Installation view of ‘Slow Objects’ at the Common Guild, Glasgow, showing Vanessa Billy’s Old Cloud (2017) and Edith Dekyndt’s Slow Object 01 (1997)

The awkward, in-between spaces are well occupied by Dekyndt’s film and sculptural work. At the top of the staircase to the lower ground floor, a mesmeric film simply titled Slow Object 01 (1997) shows a dustsheet-covered fireplace ‘breathing’ as air from the chimney sucks the material in and out. Further up, the pristine white stairs are tainted by the chemical, Fairy Liquid-like seepage of Deodant (2015), trickling from the corner of an otherwise nondescript wall piece.

Deodant conjures deodand: an object responsible for accidental human death under old English Law. These objects would be sold on to the crown to compensate for the harm caused, and are, as Bennett notes, ‘suspended between human and thing’, evidence of how humans collaborate with objects to populate realms of law, property and culture.

It’s refreshing, then, to encounter Erin Shirreff’s pseudo-minimalist works probing the afterlives of famous sculptures. Once these totemic, ‘seemingly authorless’ artworks become enshrined and recognisable as images, how do we encounter them in physical space? In the film Sculpture Park (Tony Smith) (2006), maquettes of Smith’s work are set in a model park in Shirreff’s studio, and subjected to an ersatz snowstorm. The grainy black and white footage belies this artifice, and fits seamlessly into the monochrome, monolithic tradition it gently undermines.

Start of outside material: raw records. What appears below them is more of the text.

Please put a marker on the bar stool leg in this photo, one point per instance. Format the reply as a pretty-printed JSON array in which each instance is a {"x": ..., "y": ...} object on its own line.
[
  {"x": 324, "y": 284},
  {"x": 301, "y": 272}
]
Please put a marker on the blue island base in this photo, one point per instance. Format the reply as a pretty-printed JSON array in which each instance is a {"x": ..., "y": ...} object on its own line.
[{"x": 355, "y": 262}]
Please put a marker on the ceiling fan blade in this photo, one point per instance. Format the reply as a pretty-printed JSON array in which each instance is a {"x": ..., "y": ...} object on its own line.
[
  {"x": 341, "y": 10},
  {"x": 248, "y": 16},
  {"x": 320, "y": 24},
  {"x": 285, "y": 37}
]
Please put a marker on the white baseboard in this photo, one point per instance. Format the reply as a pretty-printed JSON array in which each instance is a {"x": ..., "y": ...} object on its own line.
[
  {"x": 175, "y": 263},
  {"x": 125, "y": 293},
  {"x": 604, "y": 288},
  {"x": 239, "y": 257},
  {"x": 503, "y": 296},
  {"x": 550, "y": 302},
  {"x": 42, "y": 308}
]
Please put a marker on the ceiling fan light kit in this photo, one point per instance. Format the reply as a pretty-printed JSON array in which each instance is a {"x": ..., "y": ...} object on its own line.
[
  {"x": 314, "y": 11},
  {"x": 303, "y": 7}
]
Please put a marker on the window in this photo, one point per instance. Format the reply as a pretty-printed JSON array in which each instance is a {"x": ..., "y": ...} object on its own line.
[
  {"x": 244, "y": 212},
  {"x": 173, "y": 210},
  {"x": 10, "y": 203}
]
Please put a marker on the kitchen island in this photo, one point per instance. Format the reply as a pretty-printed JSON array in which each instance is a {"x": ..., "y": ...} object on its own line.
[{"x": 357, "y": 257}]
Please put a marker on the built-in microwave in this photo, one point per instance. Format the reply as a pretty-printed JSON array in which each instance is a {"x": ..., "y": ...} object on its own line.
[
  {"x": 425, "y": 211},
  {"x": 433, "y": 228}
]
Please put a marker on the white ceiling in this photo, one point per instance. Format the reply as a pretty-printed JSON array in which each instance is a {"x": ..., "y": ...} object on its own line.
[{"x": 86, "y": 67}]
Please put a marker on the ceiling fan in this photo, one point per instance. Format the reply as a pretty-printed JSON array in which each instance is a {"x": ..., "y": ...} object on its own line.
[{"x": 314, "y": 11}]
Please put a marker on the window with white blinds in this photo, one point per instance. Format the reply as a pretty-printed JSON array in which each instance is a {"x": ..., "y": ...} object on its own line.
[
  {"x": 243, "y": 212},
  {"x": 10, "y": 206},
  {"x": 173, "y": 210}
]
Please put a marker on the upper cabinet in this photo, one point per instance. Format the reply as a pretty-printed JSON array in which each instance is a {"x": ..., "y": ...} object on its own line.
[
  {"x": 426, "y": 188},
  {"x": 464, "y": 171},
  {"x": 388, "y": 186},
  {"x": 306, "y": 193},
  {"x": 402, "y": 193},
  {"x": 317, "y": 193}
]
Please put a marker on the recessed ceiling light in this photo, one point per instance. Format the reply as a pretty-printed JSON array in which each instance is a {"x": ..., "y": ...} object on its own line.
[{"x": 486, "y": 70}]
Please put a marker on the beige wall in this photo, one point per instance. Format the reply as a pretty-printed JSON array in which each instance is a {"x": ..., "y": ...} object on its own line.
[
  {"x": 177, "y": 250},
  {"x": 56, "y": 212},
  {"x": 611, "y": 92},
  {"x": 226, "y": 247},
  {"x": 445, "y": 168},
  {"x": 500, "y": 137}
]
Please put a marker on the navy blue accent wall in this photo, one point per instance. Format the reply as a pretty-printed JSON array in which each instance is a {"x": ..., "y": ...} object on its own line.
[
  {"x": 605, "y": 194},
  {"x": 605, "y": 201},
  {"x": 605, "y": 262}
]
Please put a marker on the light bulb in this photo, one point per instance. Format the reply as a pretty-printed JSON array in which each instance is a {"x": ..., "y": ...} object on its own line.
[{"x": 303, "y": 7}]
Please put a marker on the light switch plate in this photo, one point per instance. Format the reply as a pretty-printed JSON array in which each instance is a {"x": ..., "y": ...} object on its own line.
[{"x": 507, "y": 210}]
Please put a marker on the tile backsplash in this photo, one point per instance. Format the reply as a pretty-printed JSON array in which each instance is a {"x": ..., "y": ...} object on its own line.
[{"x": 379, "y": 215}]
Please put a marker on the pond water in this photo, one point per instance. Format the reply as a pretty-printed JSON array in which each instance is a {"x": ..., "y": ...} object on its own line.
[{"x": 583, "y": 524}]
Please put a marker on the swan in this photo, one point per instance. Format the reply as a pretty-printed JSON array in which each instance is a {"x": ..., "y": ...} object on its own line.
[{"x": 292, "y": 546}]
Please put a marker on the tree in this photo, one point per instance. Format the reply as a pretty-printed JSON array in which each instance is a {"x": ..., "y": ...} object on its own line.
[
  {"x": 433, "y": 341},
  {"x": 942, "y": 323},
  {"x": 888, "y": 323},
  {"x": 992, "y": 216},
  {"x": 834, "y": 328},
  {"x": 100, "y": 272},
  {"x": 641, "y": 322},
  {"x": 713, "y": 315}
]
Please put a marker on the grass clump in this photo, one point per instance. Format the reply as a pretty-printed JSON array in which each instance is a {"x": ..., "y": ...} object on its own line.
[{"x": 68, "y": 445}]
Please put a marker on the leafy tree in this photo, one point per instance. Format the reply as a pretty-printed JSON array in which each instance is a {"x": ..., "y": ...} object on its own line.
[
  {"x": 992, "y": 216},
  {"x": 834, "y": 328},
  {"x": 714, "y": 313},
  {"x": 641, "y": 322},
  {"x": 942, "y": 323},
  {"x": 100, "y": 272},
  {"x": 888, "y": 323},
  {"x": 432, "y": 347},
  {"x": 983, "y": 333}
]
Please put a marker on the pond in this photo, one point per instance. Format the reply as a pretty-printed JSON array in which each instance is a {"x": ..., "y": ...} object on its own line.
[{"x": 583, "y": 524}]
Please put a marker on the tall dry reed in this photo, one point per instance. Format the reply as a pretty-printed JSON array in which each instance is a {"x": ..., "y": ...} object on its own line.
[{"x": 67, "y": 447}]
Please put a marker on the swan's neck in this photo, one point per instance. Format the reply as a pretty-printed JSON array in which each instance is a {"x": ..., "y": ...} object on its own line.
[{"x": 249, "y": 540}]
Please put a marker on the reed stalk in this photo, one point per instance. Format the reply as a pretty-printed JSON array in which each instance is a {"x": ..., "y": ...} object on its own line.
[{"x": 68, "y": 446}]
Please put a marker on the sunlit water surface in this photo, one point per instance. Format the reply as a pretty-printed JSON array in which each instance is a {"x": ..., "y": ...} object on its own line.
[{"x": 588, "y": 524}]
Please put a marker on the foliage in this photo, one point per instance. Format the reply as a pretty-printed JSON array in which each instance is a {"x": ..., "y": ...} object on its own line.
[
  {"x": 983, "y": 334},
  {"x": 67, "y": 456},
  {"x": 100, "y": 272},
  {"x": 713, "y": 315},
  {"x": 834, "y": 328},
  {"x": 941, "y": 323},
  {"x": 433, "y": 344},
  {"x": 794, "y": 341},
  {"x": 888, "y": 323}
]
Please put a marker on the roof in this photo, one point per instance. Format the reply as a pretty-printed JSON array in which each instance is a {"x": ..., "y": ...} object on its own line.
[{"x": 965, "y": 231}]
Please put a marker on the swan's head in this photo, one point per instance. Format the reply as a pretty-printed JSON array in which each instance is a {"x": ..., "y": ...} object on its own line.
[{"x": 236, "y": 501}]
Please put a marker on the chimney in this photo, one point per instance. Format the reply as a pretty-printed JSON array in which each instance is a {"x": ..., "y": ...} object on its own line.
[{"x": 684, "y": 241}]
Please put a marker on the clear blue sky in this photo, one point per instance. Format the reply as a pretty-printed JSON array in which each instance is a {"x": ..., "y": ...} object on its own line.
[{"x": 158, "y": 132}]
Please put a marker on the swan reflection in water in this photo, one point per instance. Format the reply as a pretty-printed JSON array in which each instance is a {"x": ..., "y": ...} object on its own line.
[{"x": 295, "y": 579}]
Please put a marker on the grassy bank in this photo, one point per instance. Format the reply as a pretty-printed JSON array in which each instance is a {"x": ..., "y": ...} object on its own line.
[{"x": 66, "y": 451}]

Installation view of ‘Slow Objects’ at the Common Guild, Glasgow, showing Erin Shirreff’s Signatures (1) (2011), Edith Dekyndt’s Slow Object 02 (1997/2016), and Vanessa Billy’s Les fonds qui plerent (2017). Erin Shirreff work: David Roberts, London

Vanessa Billy’s works engage in a less subtle dialogue with the Common Guild’s interior; the bright bio-resin splashes of Les fonds qui pleurent (2017) are a welcome punctuation to the subdued tones elsewhere, and, crucially, foreground the alchemy of material processes, as in the patinated bronze of Old Cloud (2017).

Old Cloud (detail; 2017), Vanessa Billy

The human actors involved in ‘Slow Objects’ – artists, curators and the gallery team – have successfully co-authored a contemplative poetics of space, but, in essence, it is the nonhuman ‘authors’ of environment, reaction and process whose voices are amplified. Such material utterances may appear slow and understated, but they figure broader, ethical questions of environmental responsibility: do we have time to notice and attend to the nonhuman? Time spent with ‘Slow Objects’ might be one way to practice.

‘Slow Objects – Vanessa Billy, Edith Dekyndt and Erin Shirreff’ is at the Common Guild, Glasgow, until 17 December.